Demographic information was also collected to perform segmented analyses. We screened 5973 potential respondents, of which, 689 (11.5%) were not eligible for the study, 1341 (22.5%) refused to participate, and 3943 (66.0%) were interviewed. The dataset comprises 3892 respondents after dropping 51 (1.3%) respondents who failed to complete all the DCE choice sets.

Analysis

We further removed 53 respondents who did not provide a valid reason for choosing the “irrational” choice (Table 3, Q4, Choice B) and dropped Q4 from the analysis. The remaining 3839 responses (Q1 – Q3) were analysed using the panel fixed conditional logit model with the robust variance estimator to correct for heterogeneity of variance. Akaike’s information criterion (AIC) and Bayesian information criterion (BIC) were computed for the selection of the best model, with a preference for lower AIC and BIC values (Table S2). The variables included in the final model are gender, age, tertiary education, willingness to use “TraceTogether”, using “TraceTogether”, and whether the respondent thought the data collected by “TraceTogether” will be secured.

Segmented analyses were performed to assess attribute trade-offs (by dividing the coefficients of the final model) between sociodemographic groups. We computed the total satisfaction scores of various profiles by adding up the coefficients of individual characteristics to illustrate the preferences between profile groups.
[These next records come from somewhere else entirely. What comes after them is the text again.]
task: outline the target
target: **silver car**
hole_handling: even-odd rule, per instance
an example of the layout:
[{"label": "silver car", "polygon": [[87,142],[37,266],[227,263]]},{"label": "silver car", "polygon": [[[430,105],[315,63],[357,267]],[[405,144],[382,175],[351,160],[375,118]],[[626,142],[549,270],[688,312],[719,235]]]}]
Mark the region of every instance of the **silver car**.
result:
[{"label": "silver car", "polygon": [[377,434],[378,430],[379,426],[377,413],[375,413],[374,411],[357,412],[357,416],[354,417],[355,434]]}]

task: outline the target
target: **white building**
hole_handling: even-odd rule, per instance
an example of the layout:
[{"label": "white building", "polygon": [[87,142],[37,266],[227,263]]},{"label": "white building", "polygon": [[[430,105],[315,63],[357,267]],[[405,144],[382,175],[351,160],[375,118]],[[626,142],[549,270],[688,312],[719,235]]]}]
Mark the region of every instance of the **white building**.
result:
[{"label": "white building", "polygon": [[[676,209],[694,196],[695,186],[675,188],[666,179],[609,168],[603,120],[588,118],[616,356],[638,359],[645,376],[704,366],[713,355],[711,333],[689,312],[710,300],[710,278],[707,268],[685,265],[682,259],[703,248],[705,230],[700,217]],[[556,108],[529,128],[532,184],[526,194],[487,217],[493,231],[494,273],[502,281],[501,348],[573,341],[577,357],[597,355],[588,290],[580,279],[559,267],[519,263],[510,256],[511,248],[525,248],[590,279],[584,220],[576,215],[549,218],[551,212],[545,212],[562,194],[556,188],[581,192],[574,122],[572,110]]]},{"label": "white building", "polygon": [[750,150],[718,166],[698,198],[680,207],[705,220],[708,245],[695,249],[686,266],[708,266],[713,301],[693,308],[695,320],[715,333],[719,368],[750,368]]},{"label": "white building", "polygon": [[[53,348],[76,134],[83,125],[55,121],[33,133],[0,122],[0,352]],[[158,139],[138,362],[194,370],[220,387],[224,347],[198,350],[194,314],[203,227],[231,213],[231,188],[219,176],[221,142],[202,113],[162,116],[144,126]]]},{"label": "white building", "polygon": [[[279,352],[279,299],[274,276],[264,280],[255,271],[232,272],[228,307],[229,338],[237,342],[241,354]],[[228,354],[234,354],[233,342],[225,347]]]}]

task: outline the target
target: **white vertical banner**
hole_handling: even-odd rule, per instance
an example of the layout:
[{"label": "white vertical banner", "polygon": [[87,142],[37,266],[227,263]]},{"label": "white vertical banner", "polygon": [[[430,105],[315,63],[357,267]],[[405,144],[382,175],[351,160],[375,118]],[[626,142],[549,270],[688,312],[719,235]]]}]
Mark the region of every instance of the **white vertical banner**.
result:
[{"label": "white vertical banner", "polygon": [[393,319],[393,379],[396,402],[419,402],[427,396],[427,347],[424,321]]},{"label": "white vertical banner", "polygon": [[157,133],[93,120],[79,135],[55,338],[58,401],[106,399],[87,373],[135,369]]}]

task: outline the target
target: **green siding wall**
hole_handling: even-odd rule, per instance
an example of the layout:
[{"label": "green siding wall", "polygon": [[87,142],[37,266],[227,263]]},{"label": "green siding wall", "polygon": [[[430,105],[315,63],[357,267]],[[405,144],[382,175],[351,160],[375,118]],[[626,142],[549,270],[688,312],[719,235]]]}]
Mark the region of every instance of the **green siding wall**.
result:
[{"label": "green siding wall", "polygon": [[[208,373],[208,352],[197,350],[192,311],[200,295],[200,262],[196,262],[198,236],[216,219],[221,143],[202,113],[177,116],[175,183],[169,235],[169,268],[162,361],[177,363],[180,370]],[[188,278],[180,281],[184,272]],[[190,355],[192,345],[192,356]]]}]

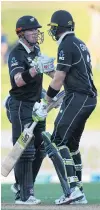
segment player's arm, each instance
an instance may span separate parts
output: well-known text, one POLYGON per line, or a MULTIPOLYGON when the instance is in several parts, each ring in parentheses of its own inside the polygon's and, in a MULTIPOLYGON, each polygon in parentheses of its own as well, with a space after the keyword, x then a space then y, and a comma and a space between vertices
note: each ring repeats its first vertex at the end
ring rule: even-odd
POLYGON ((32 68, 24 72, 18 72, 15 76, 15 83, 18 87, 29 83, 37 74, 48 73, 54 75, 54 58, 40 56, 33 60, 32 68))
POLYGON ((69 51, 70 48, 67 48, 67 50, 65 46, 61 46, 58 49, 57 70, 49 85, 45 99, 40 103, 37 110, 33 111, 32 117, 34 121, 44 120, 47 115, 46 109, 48 104, 59 93, 65 78, 67 79, 67 73, 72 65, 72 53, 69 51))
POLYGON ((52 79, 49 85, 47 95, 46 95, 46 100, 48 102, 52 101, 52 98, 54 98, 57 95, 57 93, 60 91, 64 83, 65 77, 66 77, 66 72, 59 71, 59 70, 55 72, 54 78, 52 79))
POLYGON ((46 100, 50 102, 53 97, 60 91, 65 77, 67 80, 67 74, 69 73, 72 65, 72 46, 65 47, 64 44, 58 48, 57 58, 57 70, 55 71, 54 78, 52 79, 49 88, 47 90, 46 100))
MULTIPOLYGON (((35 103, 32 112, 32 118, 35 122, 43 121, 47 116, 47 107, 52 102, 53 98, 60 91, 63 85, 66 73, 64 71, 56 71, 52 82, 48 88, 45 98, 40 103, 35 103)), ((60 105, 61 102, 58 104, 60 105)))
POLYGON ((46 75, 48 75, 48 76, 49 76, 49 77, 51 77, 51 78, 54 78, 54 75, 55 75, 55 70, 54 70, 54 71, 51 71, 51 72, 46 73, 46 75))
POLYGON ((25 72, 18 72, 14 76, 15 83, 18 87, 26 85, 27 83, 30 83, 30 81, 33 79, 33 77, 36 76, 36 74, 37 72, 34 67, 30 68, 25 72))
POLYGON ((26 70, 22 54, 12 52, 8 59, 9 74, 17 87, 30 83, 37 71, 35 67, 26 70))

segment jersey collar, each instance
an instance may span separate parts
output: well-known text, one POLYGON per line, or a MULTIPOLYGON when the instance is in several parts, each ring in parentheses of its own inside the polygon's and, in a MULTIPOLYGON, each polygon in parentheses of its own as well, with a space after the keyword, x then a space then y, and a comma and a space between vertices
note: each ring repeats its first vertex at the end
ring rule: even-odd
POLYGON ((61 44, 63 38, 67 35, 67 34, 74 34, 74 31, 67 31, 64 34, 61 35, 61 37, 59 38, 59 40, 57 41, 58 46, 61 44))
POLYGON ((27 51, 27 53, 29 54, 29 53, 31 53, 31 50, 21 41, 21 40, 19 40, 18 41, 21 45, 23 45, 23 47, 25 48, 25 50, 27 51))

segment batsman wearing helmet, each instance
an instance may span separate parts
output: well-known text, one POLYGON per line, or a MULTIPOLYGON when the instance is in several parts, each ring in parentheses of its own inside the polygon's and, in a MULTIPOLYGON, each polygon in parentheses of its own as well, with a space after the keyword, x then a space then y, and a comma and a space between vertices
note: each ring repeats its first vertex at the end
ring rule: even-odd
MULTIPOLYGON (((33 123, 34 103, 40 102, 43 73, 54 71, 54 59, 40 52, 43 42, 42 26, 33 16, 23 16, 16 23, 18 44, 11 51, 8 59, 11 82, 8 107, 12 123, 13 145, 23 129, 33 123)), ((45 150, 41 132, 45 130, 45 119, 34 129, 34 137, 14 168, 16 185, 16 204, 39 204, 33 188, 40 169, 45 150), (34 142, 34 143, 33 143, 34 142), (17 185, 18 184, 18 185, 17 185), (16 187, 17 186, 17 187, 16 187)), ((16 154, 15 154, 16 155, 16 154)))
MULTIPOLYGON (((57 41, 58 53, 57 68, 47 91, 46 103, 59 92, 62 85, 65 97, 55 120, 53 134, 50 137, 48 133, 43 132, 43 137, 46 151, 58 168, 59 161, 55 159, 55 147, 58 154, 60 153, 70 186, 67 195, 64 192, 55 203, 87 203, 81 186, 82 161, 79 143, 85 123, 97 103, 91 56, 85 43, 75 36, 75 23, 69 12, 65 10, 54 12, 48 26, 49 35, 57 41)), ((41 109, 33 113, 35 117, 40 115, 41 109)), ((58 176, 59 173, 61 177, 63 171, 58 169, 58 176)), ((62 185, 63 175, 60 181, 62 185)))

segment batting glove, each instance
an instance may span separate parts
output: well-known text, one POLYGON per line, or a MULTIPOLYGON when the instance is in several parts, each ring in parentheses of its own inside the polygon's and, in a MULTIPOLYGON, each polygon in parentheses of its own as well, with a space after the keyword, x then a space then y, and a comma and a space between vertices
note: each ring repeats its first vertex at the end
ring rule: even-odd
POLYGON ((55 70, 53 57, 48 57, 46 55, 41 55, 35 57, 32 61, 32 67, 35 68, 37 73, 49 73, 55 70))
POLYGON ((36 102, 33 106, 32 119, 35 122, 44 121, 47 117, 47 101, 36 102))

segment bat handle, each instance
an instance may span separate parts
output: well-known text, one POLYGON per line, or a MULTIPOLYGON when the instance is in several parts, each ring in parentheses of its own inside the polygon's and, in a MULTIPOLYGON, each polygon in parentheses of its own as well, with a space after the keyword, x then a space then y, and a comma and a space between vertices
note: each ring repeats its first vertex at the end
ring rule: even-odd
MULTIPOLYGON (((54 103, 54 102, 52 102, 52 103, 54 103)), ((47 112, 49 112, 49 110, 50 110, 50 108, 51 108, 52 103, 51 103, 51 104, 49 104, 49 105, 47 106, 47 112)), ((30 129, 31 131, 33 131, 33 130, 34 130, 34 128, 35 128, 35 126, 37 125, 37 123, 38 123, 38 122, 33 122, 33 123, 32 123, 32 125, 30 126, 30 128, 29 128, 29 129, 30 129)))
POLYGON ((33 122, 32 125, 30 126, 30 130, 34 130, 35 126, 37 125, 38 122, 33 122))

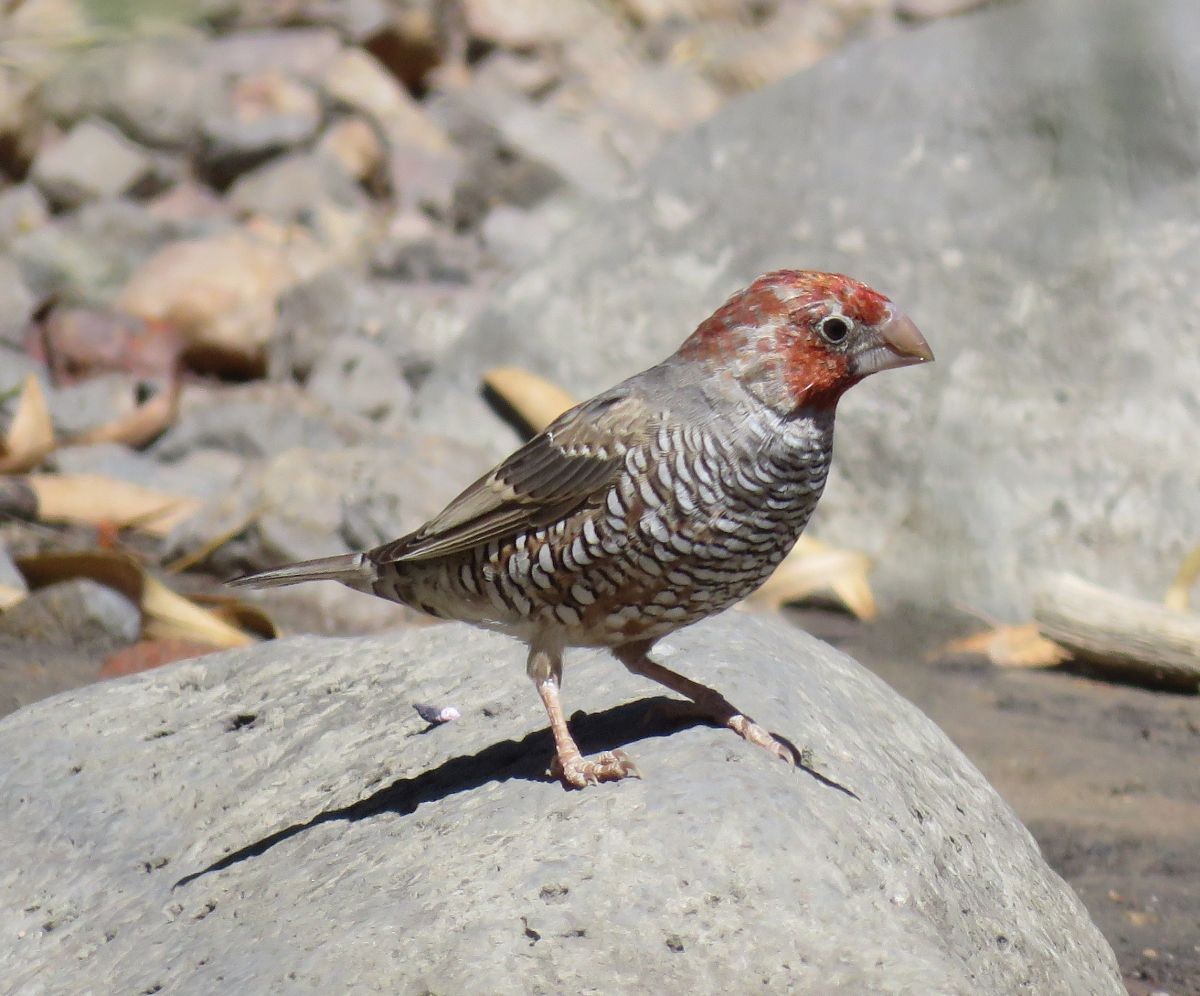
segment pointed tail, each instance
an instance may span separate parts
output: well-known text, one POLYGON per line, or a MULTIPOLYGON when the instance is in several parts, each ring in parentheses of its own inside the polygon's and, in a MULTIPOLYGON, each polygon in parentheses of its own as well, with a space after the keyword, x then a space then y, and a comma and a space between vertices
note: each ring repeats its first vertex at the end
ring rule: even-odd
POLYGON ((351 588, 370 591, 375 581, 375 565, 365 553, 343 553, 336 557, 284 564, 269 571, 231 578, 225 583, 234 588, 283 588, 302 581, 341 581, 351 588))

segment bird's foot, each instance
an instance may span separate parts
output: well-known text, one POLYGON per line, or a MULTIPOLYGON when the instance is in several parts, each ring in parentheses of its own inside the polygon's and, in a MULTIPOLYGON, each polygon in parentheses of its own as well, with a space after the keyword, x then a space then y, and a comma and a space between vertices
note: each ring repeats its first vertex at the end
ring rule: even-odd
POLYGON ((765 728, 759 726, 749 716, 736 713, 725 721, 725 725, 743 740, 757 744, 767 753, 774 754, 779 760, 786 762, 793 768, 797 765, 802 768, 807 767, 812 763, 812 755, 808 750, 797 750, 786 740, 774 736, 765 728))
POLYGON ((715 726, 727 726, 743 740, 757 744, 792 767, 806 767, 812 762, 812 753, 807 749, 797 750, 782 737, 774 736, 765 727, 759 726, 749 716, 735 712, 730 715, 724 700, 718 705, 691 702, 686 699, 666 699, 655 702, 646 710, 643 724, 683 723, 703 719, 715 726))
POLYGON ((564 753, 555 754, 550 762, 550 774, 559 779, 564 788, 581 789, 597 782, 642 777, 637 765, 623 750, 606 750, 595 757, 584 757, 578 751, 564 753))

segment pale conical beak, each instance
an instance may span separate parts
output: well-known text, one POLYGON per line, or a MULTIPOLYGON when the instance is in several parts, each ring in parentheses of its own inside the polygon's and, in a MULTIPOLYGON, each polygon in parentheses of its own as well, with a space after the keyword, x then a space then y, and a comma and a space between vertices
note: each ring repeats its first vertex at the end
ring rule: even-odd
POLYGON ((879 327, 876 335, 878 344, 869 346, 854 359, 854 372, 860 377, 933 361, 929 343, 904 315, 893 315, 879 327))

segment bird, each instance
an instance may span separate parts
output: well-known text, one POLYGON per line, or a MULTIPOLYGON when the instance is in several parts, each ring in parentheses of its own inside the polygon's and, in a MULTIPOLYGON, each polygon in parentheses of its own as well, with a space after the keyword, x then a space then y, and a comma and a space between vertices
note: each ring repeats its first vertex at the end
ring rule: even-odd
MULTIPOLYGON (((563 653, 629 671, 789 764, 796 751, 720 692, 651 657, 657 641, 762 584, 825 486, 834 415, 867 376, 926 363, 917 326, 838 273, 781 269, 730 297, 661 363, 576 405, 406 536, 236 578, 334 580, 528 648, 566 788, 640 777, 585 757, 562 706, 563 653)), ((684 703, 680 703, 684 705, 684 703)))

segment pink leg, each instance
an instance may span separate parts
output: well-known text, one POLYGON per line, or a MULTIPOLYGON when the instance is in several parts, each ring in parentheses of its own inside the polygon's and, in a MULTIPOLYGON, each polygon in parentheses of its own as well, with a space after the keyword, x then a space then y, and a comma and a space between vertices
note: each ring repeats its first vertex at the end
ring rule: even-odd
POLYGON ((720 692, 707 685, 702 685, 698 681, 692 681, 691 678, 685 678, 682 674, 677 674, 661 664, 656 664, 650 659, 649 651, 650 644, 630 643, 623 647, 617 647, 613 653, 633 674, 657 681, 660 685, 665 685, 671 691, 690 699, 691 707, 680 703, 680 706, 683 707, 681 712, 702 716, 720 726, 727 726, 743 740, 757 744, 788 764, 796 765, 801 762, 801 758, 796 755, 796 751, 792 747, 771 736, 749 716, 736 709, 720 692))
POLYGON ((529 676, 533 679, 550 717, 550 732, 554 735, 554 760, 550 772, 561 779, 566 788, 586 788, 596 782, 615 782, 621 778, 641 777, 637 766, 623 750, 605 751, 595 758, 585 758, 567 728, 559 701, 558 688, 562 680, 562 652, 534 646, 529 651, 529 676))

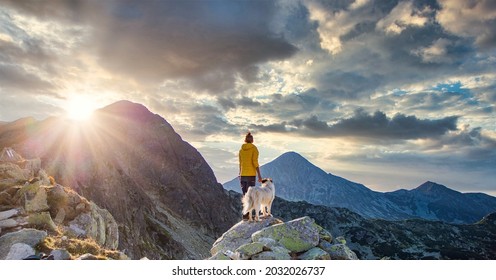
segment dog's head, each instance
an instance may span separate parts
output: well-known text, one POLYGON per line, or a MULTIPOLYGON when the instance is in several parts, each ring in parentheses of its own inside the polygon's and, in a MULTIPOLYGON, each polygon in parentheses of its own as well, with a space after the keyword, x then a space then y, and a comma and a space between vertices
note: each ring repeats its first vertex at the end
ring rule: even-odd
POLYGON ((262 186, 264 185, 272 185, 274 184, 274 181, 272 181, 272 178, 264 178, 262 179, 262 186))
Descriptive analyses were conducted to assess the type of incentives participants thought could most likely motivate the population to use a DCT tool. Lucky draw or intangible items (e.g., points to claim vouchers) were converted to a monetary value based on the average cost of the item in the year 2020 to assess the monetary value of the incentives (Table S3). All analyses were performed with STATA version 15.034 and RStudio version 1.2.503335.

Sample size

We used the method proposed by de Bekker-Grob et al. to compute the minimum sample size required for this DCE analysis36. Initial estimates based on the pilot dataset suggested a sample size of 1481 to detect differences in the main effects at a 0.05 statistical significance and 80% statistical power. Our post hoc analysis revealed that our 3839 responses were sufficient to detect differences in the main effects at 0.01 significance level with a power of 90% (Table S1).

Ethics approval

Ethics approval was obtained from the National Healthcare Group Institutional Review Board (DSRB: 2020/00,775), in accordance with the relevant guidelines from the Declaration of Helsinki and the ethical principles in the Belmont Report. All participants gave written informed consent.

Consent for publication

All authors reviewed and approved the final version of the manuscript prior to submission.